IBM will pay $190 per share to acquire Red Hat which is a premium of 63% over Friday’s (Oct 26) closing share price. Red Hat gives its software away for free but makes a return on that software by offering customizations and services of that software for enterprise customers. This makes Red Hat a good fit for IBM, which is also focused on both the enterprise and services, but calls into question IBM’s historic claims to a major cloud player.
If IBM was a major player in the cloud, arguably it would not need to take the risk of leveraging the balance sheet to this scale. IBM’s cloud claims are mostly based on the fact that it sells a lot of servers for use in the cloud which I don’t think really counts.
However, with Red Hat, IBM gets a foothold – not to challenge Amazon, Alibaba Cloud, Microsoft or Google, but to become their biggest supplier. Hence, this acquisition is about IBM becoming the picks and shovels of the trend to move computing into both public and private clouds.
Red Hat will become a unit of IBM’s Hybrid Cloud division but will continue to operate pretty much independently. This means that there are no tangible synergies to be had, but being owned by IBM should enhance Red Hat’s ability to win business, as well as give IBM’s Hybrid Cloud business greater credibility.
The aim here is obviously to take market share in this fast-growing market, which is badly needed to push IBM’s revenues back into positive territory. IBM’s revenues have been falling since 2012, and even its cloud business is growing far more slowly than the market, signalling that something needed to change.
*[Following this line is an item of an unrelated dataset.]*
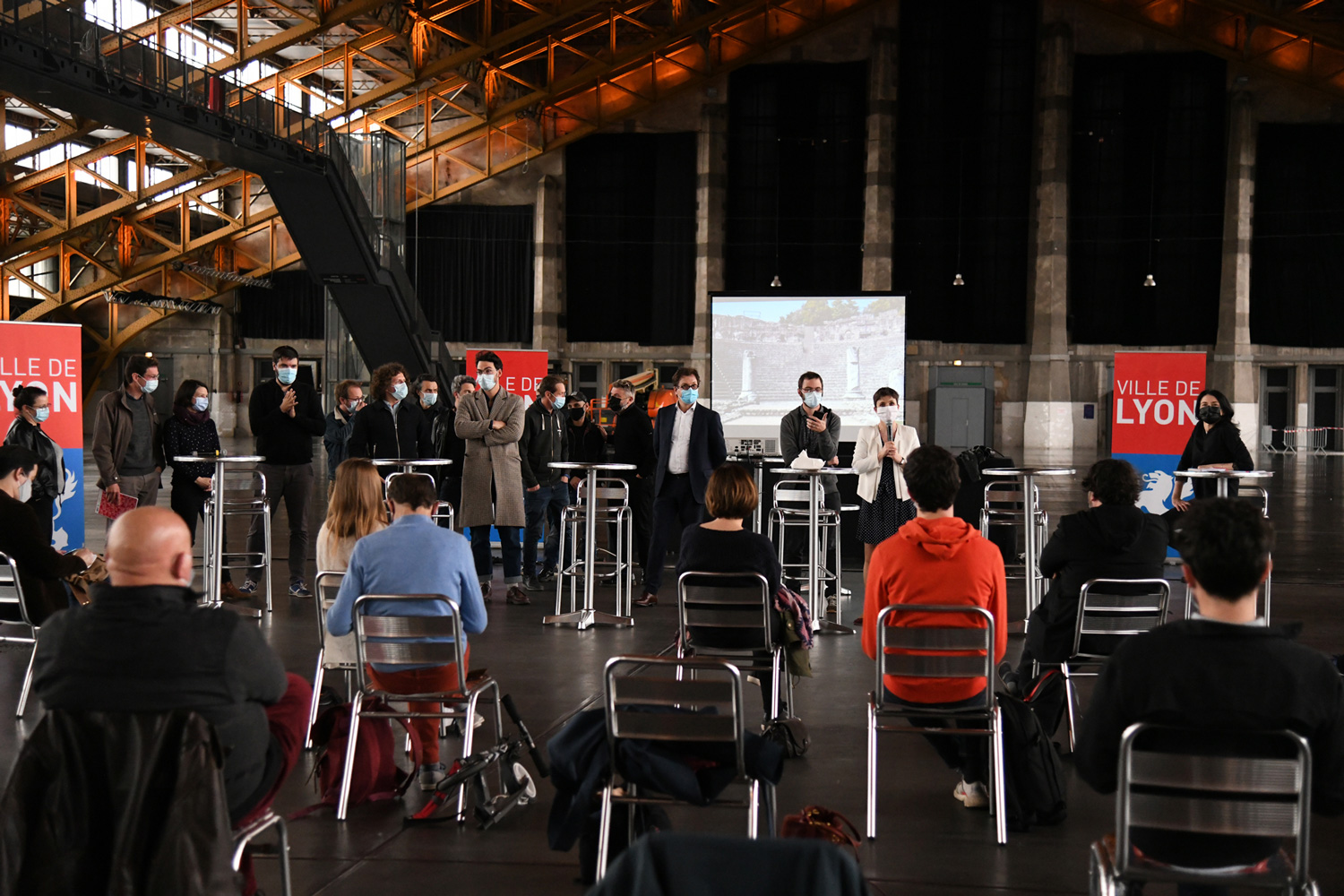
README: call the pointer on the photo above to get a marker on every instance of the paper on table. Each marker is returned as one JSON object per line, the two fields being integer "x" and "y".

This change is Red Hat and IBM can now justifiably make the claim that it is a major player in the cloud.
Red Hat is currently growing around 18% YoY with about $3 billion in revenues, but IBM will need to push that up if it wants Red Hat to have a meaningful impact on its circa $80 billion of annualized revenues. This is the challenge that now lies before IBM’s management, as the cost of this acquisition is going to make an indelible mark on the company’s capital structure.